Почему одни люди боятся змей, а другие спокойно на них реагируют? Как получается, что у меланхоликов реакция страха выражена сильнее, чем у холериков и сангвиников? Альфред Хичкок боялся яиц, а Пифагор — бобов: в чем причина необычных фобий? Об этом BFM.ru поговорил с Вячеславом Дубыниным — доктором биологических наук, профессором кафедры физиологии человека и животных биологического факультета МГУ, специалистом в области физиологии мозга. С ним беседовали Екатерина Кухаренко и Надежда Донских.

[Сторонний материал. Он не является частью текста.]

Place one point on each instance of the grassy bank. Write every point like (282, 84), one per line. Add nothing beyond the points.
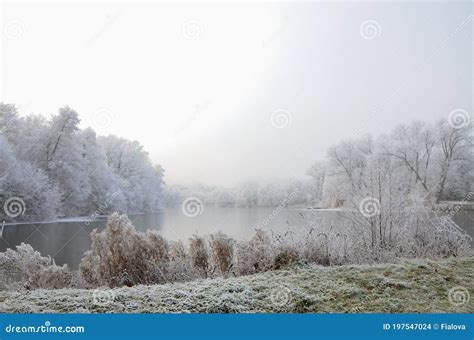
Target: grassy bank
(411, 286)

Катя: Страх — это один из базовых инстинктов, чувство, которое отвечает за наше самосохранение. Поэтому испытывать его нормально и естественно. Но смотря в каких случаях. Давайте определимся, какие сигналы поступают нам в мозг при какой-либо опасности и как работает этот механизм.

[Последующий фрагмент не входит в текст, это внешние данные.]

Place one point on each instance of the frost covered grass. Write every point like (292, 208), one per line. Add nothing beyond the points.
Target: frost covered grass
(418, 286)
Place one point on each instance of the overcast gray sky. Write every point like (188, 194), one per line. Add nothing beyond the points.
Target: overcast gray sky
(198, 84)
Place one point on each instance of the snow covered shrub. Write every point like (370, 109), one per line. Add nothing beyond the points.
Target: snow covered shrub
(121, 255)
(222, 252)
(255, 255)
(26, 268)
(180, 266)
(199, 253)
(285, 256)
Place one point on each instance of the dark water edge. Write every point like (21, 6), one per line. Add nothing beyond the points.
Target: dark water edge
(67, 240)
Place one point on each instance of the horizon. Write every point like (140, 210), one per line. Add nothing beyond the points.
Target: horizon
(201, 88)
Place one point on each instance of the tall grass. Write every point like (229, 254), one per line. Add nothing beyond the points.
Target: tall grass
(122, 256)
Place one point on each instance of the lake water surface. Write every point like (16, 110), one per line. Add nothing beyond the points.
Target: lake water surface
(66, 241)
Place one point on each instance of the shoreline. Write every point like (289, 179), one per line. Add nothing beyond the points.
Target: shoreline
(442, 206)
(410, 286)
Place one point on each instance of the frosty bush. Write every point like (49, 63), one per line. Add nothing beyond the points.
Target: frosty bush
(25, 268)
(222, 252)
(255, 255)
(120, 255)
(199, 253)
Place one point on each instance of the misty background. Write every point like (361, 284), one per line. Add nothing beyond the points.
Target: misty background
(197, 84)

Вячеслав: Самый очевидный сигнал — это боль. Здесь все понятно: повреждение клеток, тканей. Это сразу известно врожденно, и никакого обучения не требуется. А дальше начинаются сигналы — зрительные, слуховые, обонятельные, вкусовые. Потом включается наша память о реальных или потенциально опасных событиях. Этих сигналов может быть очень много, но следующие за болью — сильные: слишком громкий звук, слишком яркий свет. Наш мозг реагирует на неприятные запахи, горький вкус. Когда вы взрослый, вы понимаете: «Ну, горький вкус — выплюнул и дальше пошел». А для маленького ребенка это могут быть очень сильные эмоции. Посмотрите, как плачет младенец, если ему сунуть горькое лекарство. По мере того, как мы учимся и узнаем о мире больше, простых сенсорных сигналов мы пугаемся уже не так сильно — подумаешь, что-то загремело, сосед взял перфоратор. А вот результаты обучения становятся для нас более значимыми. И мы уже в курсе: да, есть предупреждающие знаки, слова. На это надо реагировать, напрягаться. Иногда понятно, что делать, тогда тревожность не очень зашкаливает. А когда непонятно, вот тут совсем нехорошо.

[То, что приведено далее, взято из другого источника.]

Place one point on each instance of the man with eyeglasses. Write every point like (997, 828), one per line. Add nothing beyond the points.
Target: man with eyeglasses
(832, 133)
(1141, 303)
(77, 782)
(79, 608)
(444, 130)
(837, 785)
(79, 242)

Надя: Есть люди, которые боятся вообще всего и постоянно находятся в состоянии невроза. Откуда это берется и как с этим справляться?

Вячеслав: Все мы разные. У некоторых людей центры страха очень яркие еще с самого детства. Или, как говорят физиологи, центры пассивно-оборонительного поведения — не тогда, когда хочется напасть и разобраться с источником неприятностей, а когда хочется куда-то спрятаться, закрыться. Древнегреческий врач Гиппократ еще за несколько столетий до нашей эры разделил людей на холериков, меланхоликов, флегматиков и сангвиников. Меланхолики — это люди, у которых реакция страха и тревожности ярко выражена. Их мозг так сконфигурирован, что для них безопасность, связанная с тем, чтобы избежать чего-то, спрятаться, очень значима. У сангвиника главная кнопочка — это любопытство, у холерика — агрессия, преодоление препятствий, для флегматика — это комфорт, а для меланхолика — это безопасность. Яркие меланхолики, слава богу, редко встречаются, но компоненты меланхоличного темперамента у каждого в голове сидят.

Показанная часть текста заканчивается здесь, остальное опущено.